A tight supply-demand market is driving up zircon prices and raising the prospects of restarts from swing producers and renewed activity by juniors.
Zircon prices last boomed in the early 2010s, when they more than tripled from an average US$860/tonne in 2010 to US$2,650/t in 2011, according to yearly prices compiled by the United States Geological Survey.
The boom was short lived. Prices tanked within a couple years, dropping to about US$1,050/t in 2013 and staying near that mark before showing signs of life in 2017.
Iluka Resources Ltd., one of the sector's dominant producers, raised zircon reference prices three times and recently set them at US$1,410/t starting April 1.
What is driving the price?
Kerry Satterthwaite, Roskill's division manager for industrial minerals and chemicals, pointed a finger squarely at supply constraints, highlighting issues in China. She said demand has little to do with it.
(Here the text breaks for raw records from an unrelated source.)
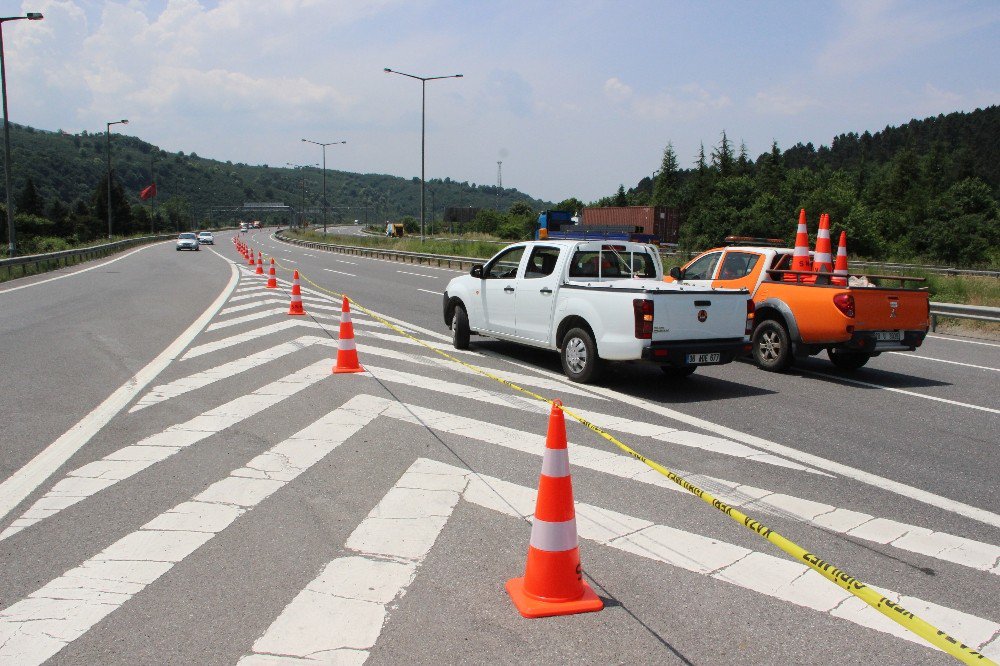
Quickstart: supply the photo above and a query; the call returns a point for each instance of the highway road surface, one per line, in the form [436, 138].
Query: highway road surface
[184, 481]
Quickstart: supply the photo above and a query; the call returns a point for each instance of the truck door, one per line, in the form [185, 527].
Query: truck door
[498, 292]
[536, 294]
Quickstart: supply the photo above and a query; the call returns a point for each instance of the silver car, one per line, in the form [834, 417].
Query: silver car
[187, 241]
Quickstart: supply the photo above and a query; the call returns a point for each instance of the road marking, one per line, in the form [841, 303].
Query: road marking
[38, 627]
[341, 613]
[858, 382]
[971, 342]
[23, 482]
[976, 555]
[941, 360]
[83, 270]
[126, 462]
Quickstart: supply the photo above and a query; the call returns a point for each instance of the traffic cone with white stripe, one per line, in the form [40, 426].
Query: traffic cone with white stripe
[553, 580]
[823, 257]
[272, 278]
[840, 269]
[800, 257]
[296, 307]
[347, 352]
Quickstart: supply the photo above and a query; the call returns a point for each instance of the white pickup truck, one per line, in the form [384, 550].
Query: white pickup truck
[595, 301]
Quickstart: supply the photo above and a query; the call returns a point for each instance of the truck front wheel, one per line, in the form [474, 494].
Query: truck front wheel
[579, 356]
[772, 346]
[847, 360]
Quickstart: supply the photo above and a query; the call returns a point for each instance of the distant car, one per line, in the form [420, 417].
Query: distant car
[187, 241]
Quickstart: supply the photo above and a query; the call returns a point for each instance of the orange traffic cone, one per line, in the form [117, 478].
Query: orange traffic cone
[552, 583]
[840, 270]
[296, 307]
[800, 257]
[823, 257]
[347, 352]
[272, 279]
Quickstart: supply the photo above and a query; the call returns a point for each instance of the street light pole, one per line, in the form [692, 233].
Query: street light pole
[324, 145]
[107, 138]
[12, 246]
[423, 128]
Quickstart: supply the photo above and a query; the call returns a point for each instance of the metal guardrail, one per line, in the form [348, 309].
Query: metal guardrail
[958, 311]
[52, 260]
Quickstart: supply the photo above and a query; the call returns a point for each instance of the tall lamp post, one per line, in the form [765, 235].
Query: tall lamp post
[107, 141]
[31, 16]
[324, 145]
[423, 129]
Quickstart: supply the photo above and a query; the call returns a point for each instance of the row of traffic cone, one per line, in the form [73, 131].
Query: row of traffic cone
[822, 260]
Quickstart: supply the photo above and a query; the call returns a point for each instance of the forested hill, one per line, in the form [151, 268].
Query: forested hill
[926, 190]
[66, 170]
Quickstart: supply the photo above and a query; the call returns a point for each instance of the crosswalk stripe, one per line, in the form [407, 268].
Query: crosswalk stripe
[36, 628]
[126, 462]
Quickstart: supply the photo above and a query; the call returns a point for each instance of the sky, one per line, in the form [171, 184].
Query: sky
[574, 98]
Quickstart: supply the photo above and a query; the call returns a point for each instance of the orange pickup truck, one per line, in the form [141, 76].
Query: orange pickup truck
[800, 314]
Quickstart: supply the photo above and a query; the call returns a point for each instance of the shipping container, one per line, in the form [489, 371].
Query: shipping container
[660, 221]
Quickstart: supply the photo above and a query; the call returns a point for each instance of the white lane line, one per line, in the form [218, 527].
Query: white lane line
[941, 360]
[24, 481]
[82, 270]
[971, 342]
[126, 462]
[607, 421]
[198, 380]
[858, 382]
[341, 613]
[976, 555]
[38, 627]
[862, 476]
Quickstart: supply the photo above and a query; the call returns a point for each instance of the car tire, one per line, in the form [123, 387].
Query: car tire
[677, 373]
[579, 356]
[847, 360]
[460, 331]
[772, 346]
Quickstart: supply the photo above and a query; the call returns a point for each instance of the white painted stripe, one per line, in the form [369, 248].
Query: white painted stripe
[971, 342]
[66, 608]
[553, 537]
[939, 545]
[126, 462]
[82, 270]
[858, 382]
[340, 614]
[23, 482]
[555, 463]
[941, 360]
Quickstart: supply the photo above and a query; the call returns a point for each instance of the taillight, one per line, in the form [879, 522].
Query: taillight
[845, 303]
[643, 310]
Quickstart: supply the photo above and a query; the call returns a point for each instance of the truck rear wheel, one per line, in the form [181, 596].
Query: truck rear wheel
[772, 346]
[847, 360]
[460, 328]
[579, 356]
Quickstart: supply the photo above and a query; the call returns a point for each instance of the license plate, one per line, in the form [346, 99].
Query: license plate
[696, 359]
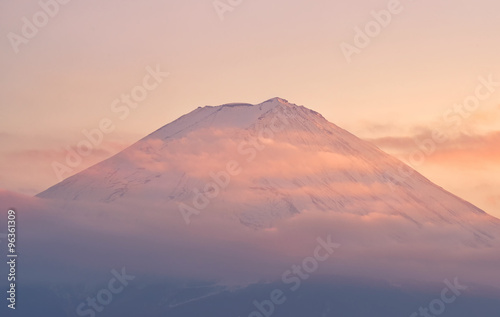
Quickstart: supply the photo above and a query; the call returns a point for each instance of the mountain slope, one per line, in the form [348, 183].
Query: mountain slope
[261, 163]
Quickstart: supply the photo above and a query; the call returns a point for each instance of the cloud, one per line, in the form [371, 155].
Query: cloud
[464, 149]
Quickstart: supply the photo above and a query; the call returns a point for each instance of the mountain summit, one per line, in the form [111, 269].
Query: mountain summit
[265, 162]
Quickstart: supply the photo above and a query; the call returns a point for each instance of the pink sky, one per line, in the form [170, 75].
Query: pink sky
[395, 91]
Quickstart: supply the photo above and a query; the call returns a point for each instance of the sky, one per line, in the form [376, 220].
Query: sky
[394, 73]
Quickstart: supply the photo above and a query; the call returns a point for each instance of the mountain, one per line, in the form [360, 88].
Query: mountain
[259, 163]
[216, 212]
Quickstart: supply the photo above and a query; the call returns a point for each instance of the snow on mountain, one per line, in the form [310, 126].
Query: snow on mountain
[261, 163]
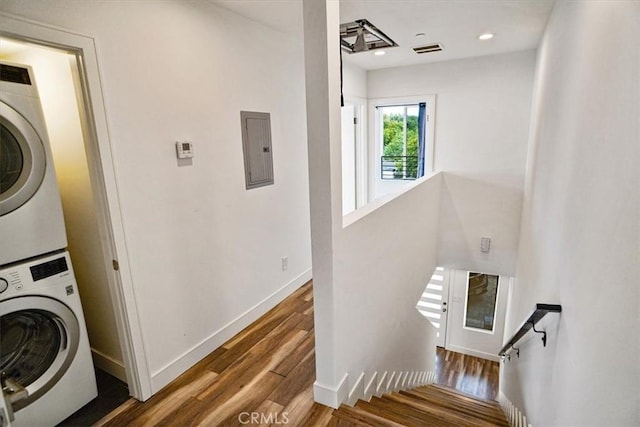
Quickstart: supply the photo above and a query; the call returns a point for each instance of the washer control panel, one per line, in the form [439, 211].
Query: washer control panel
[35, 274]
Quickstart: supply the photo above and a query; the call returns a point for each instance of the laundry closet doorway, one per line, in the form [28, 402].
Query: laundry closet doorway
[67, 76]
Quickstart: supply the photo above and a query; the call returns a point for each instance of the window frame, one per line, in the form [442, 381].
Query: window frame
[495, 306]
[375, 130]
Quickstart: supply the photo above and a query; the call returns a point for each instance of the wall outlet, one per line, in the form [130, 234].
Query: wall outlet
[485, 244]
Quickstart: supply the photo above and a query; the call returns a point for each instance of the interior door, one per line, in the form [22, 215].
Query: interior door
[434, 303]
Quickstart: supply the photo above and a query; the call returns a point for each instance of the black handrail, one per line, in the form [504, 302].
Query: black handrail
[538, 313]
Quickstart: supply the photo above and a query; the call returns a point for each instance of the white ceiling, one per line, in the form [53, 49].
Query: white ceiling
[455, 24]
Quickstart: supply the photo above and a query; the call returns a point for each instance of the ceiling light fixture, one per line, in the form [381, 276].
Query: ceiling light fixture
[361, 36]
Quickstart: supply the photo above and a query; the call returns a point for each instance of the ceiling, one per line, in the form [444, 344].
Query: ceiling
[455, 24]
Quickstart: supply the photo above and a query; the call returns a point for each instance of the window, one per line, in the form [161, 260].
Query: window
[480, 305]
[404, 140]
[399, 158]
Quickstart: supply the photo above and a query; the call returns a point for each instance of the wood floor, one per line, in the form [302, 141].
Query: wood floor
[467, 374]
[266, 372]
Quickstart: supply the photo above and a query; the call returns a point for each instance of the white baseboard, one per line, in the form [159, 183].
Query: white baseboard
[173, 369]
[330, 396]
[357, 391]
[371, 388]
[109, 365]
[475, 353]
[514, 416]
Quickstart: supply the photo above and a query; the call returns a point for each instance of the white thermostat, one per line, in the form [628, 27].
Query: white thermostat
[184, 149]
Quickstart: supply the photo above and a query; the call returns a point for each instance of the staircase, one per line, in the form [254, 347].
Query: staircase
[432, 405]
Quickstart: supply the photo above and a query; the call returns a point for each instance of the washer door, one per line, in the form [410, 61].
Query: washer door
[39, 340]
[22, 160]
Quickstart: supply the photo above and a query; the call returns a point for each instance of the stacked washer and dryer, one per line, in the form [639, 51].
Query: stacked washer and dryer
[45, 360]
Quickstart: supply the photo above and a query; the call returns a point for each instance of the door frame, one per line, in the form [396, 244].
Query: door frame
[104, 185]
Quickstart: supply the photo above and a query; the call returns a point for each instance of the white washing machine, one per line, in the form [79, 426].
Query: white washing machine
[45, 359]
[31, 220]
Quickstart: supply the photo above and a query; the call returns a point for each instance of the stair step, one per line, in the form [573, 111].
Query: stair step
[402, 413]
[450, 401]
[361, 417]
[460, 418]
[430, 405]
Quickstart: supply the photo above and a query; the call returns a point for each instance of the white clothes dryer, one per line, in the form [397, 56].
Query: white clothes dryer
[45, 359]
[31, 218]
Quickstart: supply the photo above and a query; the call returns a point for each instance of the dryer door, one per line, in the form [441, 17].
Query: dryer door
[39, 340]
[22, 160]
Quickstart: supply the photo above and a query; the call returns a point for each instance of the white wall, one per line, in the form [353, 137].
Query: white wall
[482, 110]
[203, 251]
[481, 125]
[580, 225]
[474, 206]
[55, 84]
[367, 276]
[383, 262]
[354, 79]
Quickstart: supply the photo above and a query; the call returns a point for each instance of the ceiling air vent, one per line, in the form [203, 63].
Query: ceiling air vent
[437, 47]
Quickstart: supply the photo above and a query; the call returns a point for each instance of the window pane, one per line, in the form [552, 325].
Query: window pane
[393, 130]
[482, 291]
[412, 141]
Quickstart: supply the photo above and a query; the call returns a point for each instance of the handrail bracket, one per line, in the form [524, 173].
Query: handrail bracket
[544, 334]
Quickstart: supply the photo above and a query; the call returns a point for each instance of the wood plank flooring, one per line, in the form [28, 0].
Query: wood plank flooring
[266, 372]
[467, 374]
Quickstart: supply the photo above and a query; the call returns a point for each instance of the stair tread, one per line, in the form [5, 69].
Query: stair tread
[459, 404]
[446, 389]
[360, 417]
[428, 405]
[443, 412]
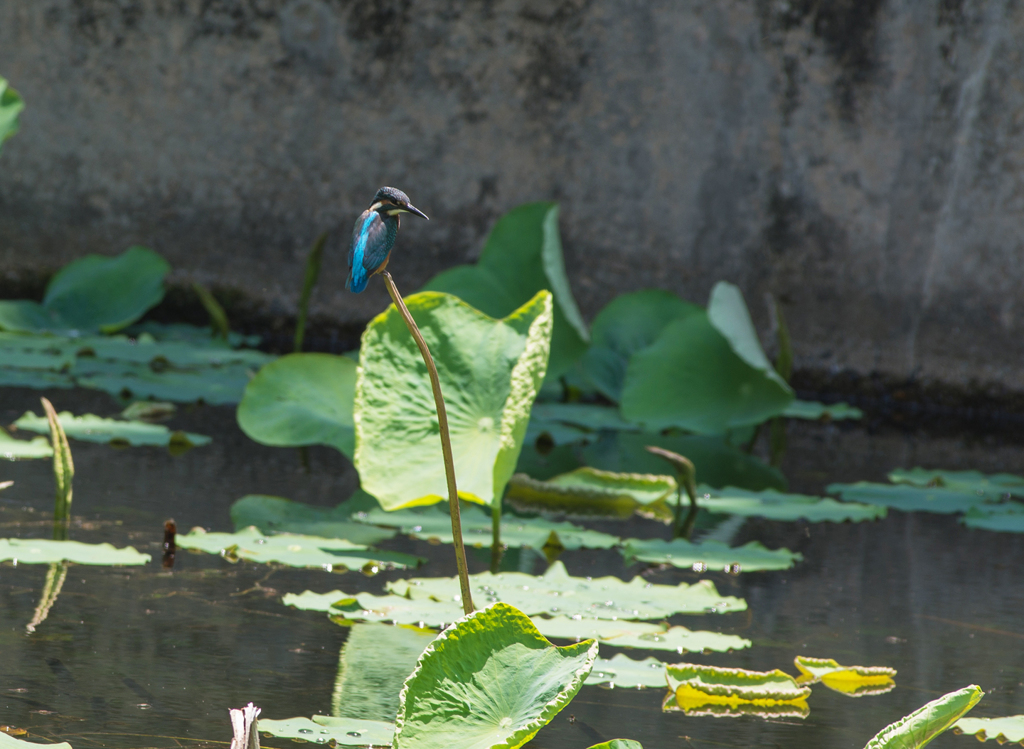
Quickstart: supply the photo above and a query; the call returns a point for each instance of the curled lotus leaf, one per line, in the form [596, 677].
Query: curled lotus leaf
[752, 556]
[1010, 729]
[295, 550]
[733, 685]
[558, 592]
[453, 699]
[324, 730]
[925, 723]
[850, 680]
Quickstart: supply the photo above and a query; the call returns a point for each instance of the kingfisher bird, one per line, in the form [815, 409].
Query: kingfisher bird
[373, 236]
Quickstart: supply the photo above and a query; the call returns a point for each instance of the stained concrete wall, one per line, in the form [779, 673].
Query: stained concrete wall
[860, 160]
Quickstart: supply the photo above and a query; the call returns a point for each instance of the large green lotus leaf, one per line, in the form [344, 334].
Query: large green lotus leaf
[717, 463]
[712, 554]
[689, 680]
[294, 550]
[11, 449]
[921, 726]
[301, 399]
[908, 498]
[276, 514]
[629, 324]
[11, 105]
[434, 524]
[108, 293]
[489, 680]
[814, 411]
[1005, 730]
[327, 730]
[997, 485]
[489, 372]
[621, 670]
[558, 592]
[778, 506]
[849, 680]
[89, 427]
[522, 255]
[46, 551]
[590, 492]
[374, 663]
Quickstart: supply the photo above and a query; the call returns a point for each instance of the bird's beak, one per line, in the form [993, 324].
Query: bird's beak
[410, 208]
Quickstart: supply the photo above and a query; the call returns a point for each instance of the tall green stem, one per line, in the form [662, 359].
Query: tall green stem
[460, 548]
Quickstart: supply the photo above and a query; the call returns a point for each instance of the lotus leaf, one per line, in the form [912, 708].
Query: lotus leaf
[996, 485]
[294, 550]
[717, 462]
[921, 726]
[558, 592]
[1003, 730]
[116, 431]
[705, 373]
[46, 551]
[778, 506]
[590, 492]
[276, 514]
[908, 498]
[621, 670]
[752, 556]
[301, 399]
[522, 255]
[11, 105]
[850, 680]
[629, 324]
[434, 524]
[814, 411]
[11, 449]
[690, 681]
[489, 372]
[324, 730]
[456, 700]
[374, 663]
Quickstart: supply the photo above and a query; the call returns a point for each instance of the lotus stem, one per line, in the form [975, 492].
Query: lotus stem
[460, 547]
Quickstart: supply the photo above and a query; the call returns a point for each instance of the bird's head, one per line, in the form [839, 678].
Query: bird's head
[392, 202]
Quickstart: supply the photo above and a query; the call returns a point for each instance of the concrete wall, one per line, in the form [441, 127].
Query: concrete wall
[858, 159]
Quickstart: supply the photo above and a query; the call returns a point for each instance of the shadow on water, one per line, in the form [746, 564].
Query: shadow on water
[134, 657]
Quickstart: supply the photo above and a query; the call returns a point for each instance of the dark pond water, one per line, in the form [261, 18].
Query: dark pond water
[138, 657]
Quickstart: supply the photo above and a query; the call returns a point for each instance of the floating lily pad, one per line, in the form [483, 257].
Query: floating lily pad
[590, 492]
[558, 592]
[1005, 730]
[921, 726]
[116, 431]
[522, 255]
[778, 506]
[850, 680]
[752, 556]
[374, 663]
[434, 524]
[692, 682]
[489, 373]
[294, 550]
[629, 324]
[705, 373]
[46, 551]
[623, 671]
[301, 399]
[996, 485]
[458, 670]
[276, 514]
[11, 449]
[908, 498]
[324, 730]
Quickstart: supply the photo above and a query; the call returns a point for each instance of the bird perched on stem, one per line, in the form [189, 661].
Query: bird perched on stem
[373, 236]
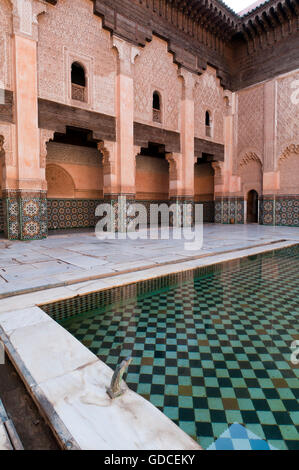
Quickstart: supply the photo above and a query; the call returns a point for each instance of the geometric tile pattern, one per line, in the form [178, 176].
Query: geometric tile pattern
[1, 216]
[72, 213]
[79, 213]
[280, 210]
[25, 216]
[33, 218]
[237, 437]
[213, 350]
[228, 209]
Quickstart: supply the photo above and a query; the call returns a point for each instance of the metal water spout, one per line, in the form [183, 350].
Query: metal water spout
[115, 389]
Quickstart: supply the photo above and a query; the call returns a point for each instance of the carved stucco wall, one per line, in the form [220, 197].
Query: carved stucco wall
[152, 178]
[288, 166]
[154, 70]
[82, 164]
[209, 96]
[250, 127]
[204, 182]
[251, 173]
[287, 112]
[5, 44]
[72, 32]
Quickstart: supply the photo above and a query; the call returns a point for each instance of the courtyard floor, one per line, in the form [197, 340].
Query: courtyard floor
[68, 258]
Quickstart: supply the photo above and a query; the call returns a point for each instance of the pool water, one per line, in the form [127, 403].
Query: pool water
[212, 351]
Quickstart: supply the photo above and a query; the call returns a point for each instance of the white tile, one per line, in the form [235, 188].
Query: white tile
[98, 423]
[5, 443]
[13, 320]
[48, 350]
"It's not bad, it's flat," Satterthwaite told S&P Global Market Intelligence. "It's just that there's no drama in demand. All the drama is in supply."
By her estimate, China's push to reduce industrial pollution, among other things, has affected about 40% of the country's sizable zircon industry. "The new rules in China are forcing production shutdowns, partly because they are hard to meet and partly because of compliance costs," Satterthwaite said.
Satterthwaite expects the market to stabilize later in 2018 and also said it would be difficult for major miners to ramp up production.
Still, Adele Stratton, Iluka's general manager of finance, investor relations and corporate affairs, said to watch out for small producers in Indonesia. "In the last cycle, those guys brought on about 100,000 tonnes at their peak."
The USGS estimated world zircon production at about 1.3 million tonnes in 2016. Zircon typically comes from mineral sand operations and is often paired with titanium minerals, a market that some are bullish on as well.
Stratton estimated there may be 160,000 tonnes of peak capacity from small producers in Indonesia waiting for the right price to start back up. "We've always said that at around US$1,400, US$1,500 a tonne, these producers will come into the market."
If they do, it will be a good thing, Stratton said. "What you don't want is scarcity and substitution."
The zircon price increase may also boost zircon exploration and the prospects for existing projects. Roskill's Jessica Roberts, manager of its battery and technology materials division, sees it that way. "The recent zircon price increases will no doubt be incentivizing more exploration at the moment, which is good for the industry," she said.
The price rise has already rekindled interest in some zircon juniors such as Titanium Corp. Inc. Throughout most of 2017, its share price rose steadily, more than doubling at one point, although it has since given back some of the gains.
Titanium Corp. has unconventional plans. It aims to take tailings from Canada's tar sands — a mixture of residual bitumen, water and sands — clean them up and produce a salable heavy mineral product that is zircon-heavy. Over the years, it has spent about C$80 million developing the process along with a further C$18 million of government funding.
"We believe our production will be very competitive, if not less expensive to produce than the conventional mines," Titanium Corp. President and CEO Scott Nelson said.
Titanium Corp. has partnered with Canadian Natural Resources Ltd., an oil and natural gas company and a key player in the tar sands, to assess engineering designs in an ongoing C$10 million project half backed by government funds and half by Titanium Corp. and Canadian Natural Resources.
"This is the first big step in commercializing this technology at the first site with Canadian Natural," Nelson said. The testing will help work out the technical kinks and cost effectiveness of the process.
Nelson estimated that tailings from a typical tar sands facility could lead to annual production of 60,000 tonnes of zircon and 25,000 tonnes of titanium products. Preliminary work suggests such a mineral sands facility would cost about C$400 million, Nelson said.
"That's for both the concentrator that recovers the hydrocarbons and the mineral separation plant that produces the final minerals that come out like a nice clean sand," he said.
Tough nut to crack
Titanium Corp. has its work cut out for it to prove that a commercial scale facility can compete with other development projects in mineral sands, of which there are many. For anyone looking to break into the sector, Titanium Corp. included, it will come down to costs, Roberts said.
"As a general answer, I would say that if Titanium Corp. can produce a zircon that meets industry specifications at a price that is comparable with other zircon suppliers, then they should be able to secure customers," she said.
Stratton noted that Iluka has development projects as do other major zircon producers such as Rio Tinto. She also pointed out that beyond development prospects in the hands of producers, many of the projects being shepherded by juniors have been known about for decades but have not gone to production, even though zircon prices have been much higher than they are now.
It is not an easy market to break into, but Roberts and Stratton agreed that good deposits are needed. Roberts, as Stratton, said the "industry has warned for a couple of years that more exploration needs to be carried out in order to replace existing operations that are dealing with declining [heavy mineral] ore grades."
To Stratton, the sector's declining grade is a structural issue and creates an emerging supply gap that underpins rising zircon prices.